# Set the Working Directory

In [None]:
import os

working_dir = os.getcwd()

if os.path.isdir(working_dir):
    print("Working directory is ready!")
else:
    raise ValueError("Working directory does not exist")

# Set the Trace Directory

In [None]:
import yaml

# Load configuration file
config_path = os.path.join(working_dir, "configuration.yaml")
with open(config_path, "r") as f:
    config = yaml.safe_load(f)

# Resolve trace directory
trace_dir = os.path.join(working_dir, "data", config["working_trace"])
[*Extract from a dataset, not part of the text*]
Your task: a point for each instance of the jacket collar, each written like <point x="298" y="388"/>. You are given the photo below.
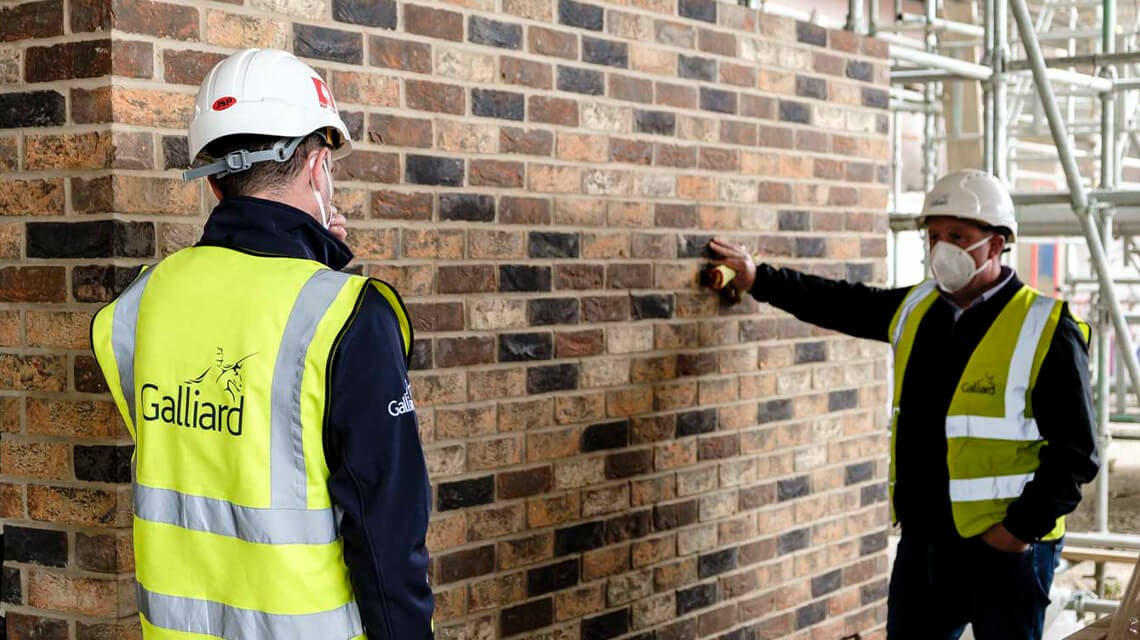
<point x="273" y="228"/>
if os.path.isdir(trace_dir):
    print(f"✅ Trace directory ready: {trace_dir}")
else:
    raise FileNotFoundError(f"❌ Trace directory not found: {trace_dir}\n")

# Load Descriptions and Metadata
⚠️ Please ensure [LLM-generated descriptions have been generated](llm_generated_description.ipynb) and [user-defined metadata has been processed](user_defined_metadata.ipynb) before running this cell.

In [None]:
from utils import load_pickle_file

# Load pickle files
metadata = load_pickle_file(os.path.join(trace_dir, "metadata.pickle"))
descriptions = load_pickle_file(os.path.join(trace_dir, "descriptions.pickle"))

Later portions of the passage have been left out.